The inevitable pair of almost fearless robins. They love to tease the cat when we are out walking, by hopping just a few feet ahead of him. They let him get within about eight feet and then take off and land in a nearby tree. I saw one teasing the neighbour's cat in exactly the same way, leading the (very fat) cat to climb a tree trying to catch the robin. He was clinging onto the branch with all four feet, only a few feet short of the robin, when it flew into the adjacent tree. (And had a good laugh I presume!)
Canada geese - a mated pair - magnificent birds, but a victim of their own breeding success here in the Okanagan. This spring a team is going around addling goose eggs in an effort to reduce the enormous population. Can't help but feel sorry for the geese. They love their eggs like we love babies. When a clutch has a dozen eggs I don't know why the "addlers" can't leave at least one or two viable eggs for the geese to raise.

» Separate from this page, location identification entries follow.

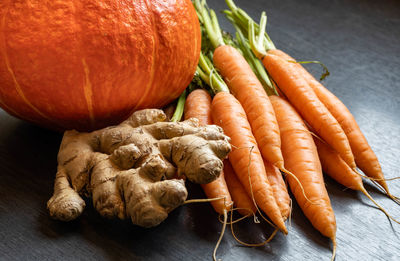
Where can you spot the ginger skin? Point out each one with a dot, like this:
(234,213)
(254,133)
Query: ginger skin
(130,169)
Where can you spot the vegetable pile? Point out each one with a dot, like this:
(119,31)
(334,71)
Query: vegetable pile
(278,126)
(280,120)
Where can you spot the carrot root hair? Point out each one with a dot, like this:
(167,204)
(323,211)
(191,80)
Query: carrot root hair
(251,191)
(250,244)
(221,236)
(379,186)
(378,206)
(374,179)
(287,172)
(202,200)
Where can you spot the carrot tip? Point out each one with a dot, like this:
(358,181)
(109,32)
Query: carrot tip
(221,236)
(334,249)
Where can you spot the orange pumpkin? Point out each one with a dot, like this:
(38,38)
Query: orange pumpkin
(86,64)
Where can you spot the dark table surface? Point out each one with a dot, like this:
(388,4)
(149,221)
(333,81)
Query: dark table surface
(359,41)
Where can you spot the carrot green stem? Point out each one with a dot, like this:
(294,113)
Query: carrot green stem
(209,20)
(255,63)
(207,73)
(180,105)
(242,19)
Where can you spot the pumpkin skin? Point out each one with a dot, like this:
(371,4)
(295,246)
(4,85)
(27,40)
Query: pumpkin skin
(87,64)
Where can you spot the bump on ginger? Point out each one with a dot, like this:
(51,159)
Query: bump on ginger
(130,170)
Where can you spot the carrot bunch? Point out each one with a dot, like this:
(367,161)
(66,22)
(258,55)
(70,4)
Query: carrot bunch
(281,120)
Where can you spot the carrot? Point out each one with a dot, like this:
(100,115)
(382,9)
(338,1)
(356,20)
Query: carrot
(245,86)
(245,156)
(337,168)
(364,156)
(242,201)
(295,88)
(229,114)
(302,96)
(198,105)
(279,188)
(301,158)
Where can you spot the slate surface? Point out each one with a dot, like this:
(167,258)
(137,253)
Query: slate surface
(359,41)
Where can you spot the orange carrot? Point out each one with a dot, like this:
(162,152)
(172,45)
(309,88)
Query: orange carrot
(301,158)
(245,156)
(302,96)
(198,105)
(279,188)
(245,86)
(241,200)
(337,168)
(295,88)
(364,156)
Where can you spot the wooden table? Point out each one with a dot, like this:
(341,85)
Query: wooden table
(359,41)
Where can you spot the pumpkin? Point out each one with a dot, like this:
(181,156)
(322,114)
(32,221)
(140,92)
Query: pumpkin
(87,64)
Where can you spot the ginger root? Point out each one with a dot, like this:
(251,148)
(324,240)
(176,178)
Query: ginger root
(130,169)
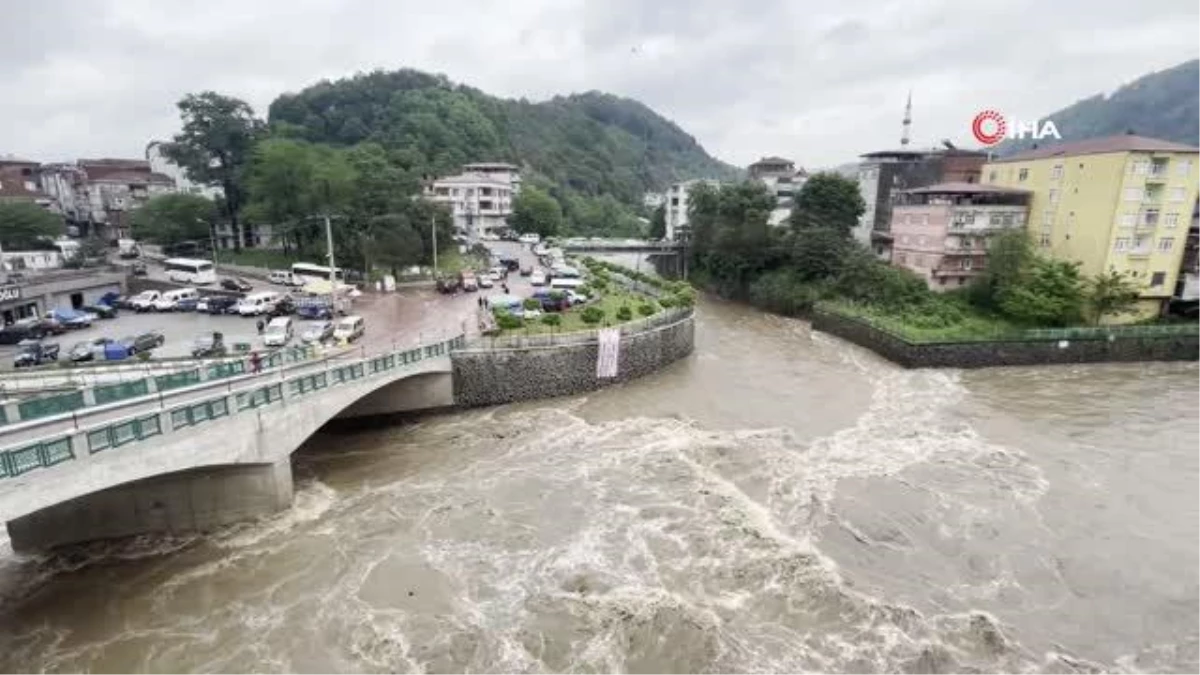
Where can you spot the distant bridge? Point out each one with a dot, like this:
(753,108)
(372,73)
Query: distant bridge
(196,457)
(622,246)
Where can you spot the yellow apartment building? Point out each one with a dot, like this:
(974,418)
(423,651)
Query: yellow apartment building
(1122,202)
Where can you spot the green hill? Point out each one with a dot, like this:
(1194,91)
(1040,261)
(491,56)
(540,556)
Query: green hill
(586,144)
(1161,105)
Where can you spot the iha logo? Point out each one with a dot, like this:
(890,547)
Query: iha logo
(990,127)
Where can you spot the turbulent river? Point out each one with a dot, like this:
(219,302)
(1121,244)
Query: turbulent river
(780,502)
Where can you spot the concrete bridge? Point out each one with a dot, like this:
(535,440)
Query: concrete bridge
(197,457)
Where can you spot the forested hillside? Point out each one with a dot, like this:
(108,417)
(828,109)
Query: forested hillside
(591,144)
(1161,105)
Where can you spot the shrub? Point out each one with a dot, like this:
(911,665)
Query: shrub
(508,322)
(592,315)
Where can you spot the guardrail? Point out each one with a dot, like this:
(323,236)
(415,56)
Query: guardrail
(664,317)
(12,412)
(257,392)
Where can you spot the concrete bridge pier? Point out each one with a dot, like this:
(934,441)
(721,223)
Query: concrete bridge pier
(189,501)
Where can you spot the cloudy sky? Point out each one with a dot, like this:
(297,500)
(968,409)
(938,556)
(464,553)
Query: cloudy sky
(815,81)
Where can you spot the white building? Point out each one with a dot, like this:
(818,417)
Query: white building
(480,198)
(677,208)
(784,181)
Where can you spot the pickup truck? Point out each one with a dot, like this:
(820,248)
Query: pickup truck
(36,353)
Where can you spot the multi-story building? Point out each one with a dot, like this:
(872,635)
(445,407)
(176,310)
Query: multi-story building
(97,196)
(784,181)
(941,232)
(882,173)
(677,208)
(480,198)
(1120,203)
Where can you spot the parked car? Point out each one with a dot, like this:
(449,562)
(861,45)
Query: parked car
(143,342)
(102,311)
(279,332)
(217,304)
(349,328)
(235,284)
(317,332)
(35,352)
(89,350)
(71,318)
(209,346)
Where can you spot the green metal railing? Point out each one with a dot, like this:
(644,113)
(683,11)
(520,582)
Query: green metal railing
(36,455)
(111,393)
(148,425)
(49,406)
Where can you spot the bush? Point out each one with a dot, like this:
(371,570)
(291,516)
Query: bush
(508,322)
(592,315)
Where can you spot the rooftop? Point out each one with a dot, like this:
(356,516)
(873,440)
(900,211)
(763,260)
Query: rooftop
(965,189)
(1125,143)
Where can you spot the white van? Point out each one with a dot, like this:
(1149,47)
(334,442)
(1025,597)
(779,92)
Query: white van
(257,304)
(349,328)
(279,332)
(168,300)
(144,300)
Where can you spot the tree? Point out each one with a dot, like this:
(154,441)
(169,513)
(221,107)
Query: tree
(659,222)
(831,201)
(1111,293)
(1049,293)
(534,210)
(215,145)
(1009,255)
(24,223)
(171,219)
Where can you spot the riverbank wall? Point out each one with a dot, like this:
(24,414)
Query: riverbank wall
(1101,347)
(497,371)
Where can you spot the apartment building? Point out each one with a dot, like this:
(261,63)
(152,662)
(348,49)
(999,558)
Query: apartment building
(677,208)
(887,172)
(784,181)
(480,198)
(942,232)
(1120,203)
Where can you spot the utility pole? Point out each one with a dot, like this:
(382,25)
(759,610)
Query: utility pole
(433,231)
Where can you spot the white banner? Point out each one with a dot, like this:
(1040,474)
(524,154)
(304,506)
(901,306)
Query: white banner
(609,353)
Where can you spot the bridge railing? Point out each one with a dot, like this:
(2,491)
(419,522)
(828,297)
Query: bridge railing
(183,374)
(253,392)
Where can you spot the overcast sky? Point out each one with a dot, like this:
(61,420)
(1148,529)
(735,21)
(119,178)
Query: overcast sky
(816,82)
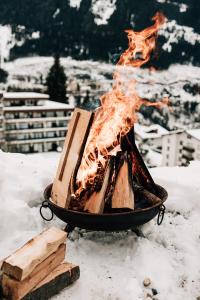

Rusty blackbirds with their bright yellow "bead" eye and irridescent feathers. There was a flock of about ten of them outside this morning.
Gambrel quail - three birds - not much of a covey after our hundred or so in Oliver. They live in the field next door and only occasionally come over this way.
Audubon's wood warblers - delightful little birds who for some reason look like giants bees when they fly! They land upside down on branches and trunks, pick at something there and flit to the next branch. They must be eating ants. Listed in my ancient "Birds of North America" as Audubon's warbler, there now appears to be a fair amount of confusion over the name of this bird. It is not the yellow-rumped (aka "Butterbutt") warbler which now seems to be featured in most sources.
Pygmy nuthatches They feed in the same way as the Audubon's warbler, upside down, hanging onto a tiny stem and bobbing in the wind - Alas I found one of these uncommon little birds dead after one of our unseasonably cold nights.
Red-tailed hawk pair They soar up and down on the thermals above and next to the cliffs on sunny days. They are harassed constantly by smaller, more agile birds, who dive bomb them, peck at them in mid-air and generally try to annoy them.
Barn swallows who appear to be some of the worst hawk-bedevilers.
Yellowthroats These lemon-yellow bits of sunshine have little black masks like bandits and a beautiful song!
I have heard but not seen a saw-whet owl in the middle of the night.
Pica pica (aka Magpie) Although they are almost universally despised I find the magpie's exotic appearance and incredible intelligence endearing. We raised one from infancy about 15 years ago, and I'll never look at them with anything but affection again. For the story of our maggie see Magpie Summer.
We also have coyotes, which come quite close at night, and our neighbour says the raccoons ate all the fish from her pond last summer. There are a couple of resident beavers near the beach, dedicated to removing all standing trees in the area. I haven't seen them yet, but hope to at some point when it's warm enough to sit on the beach.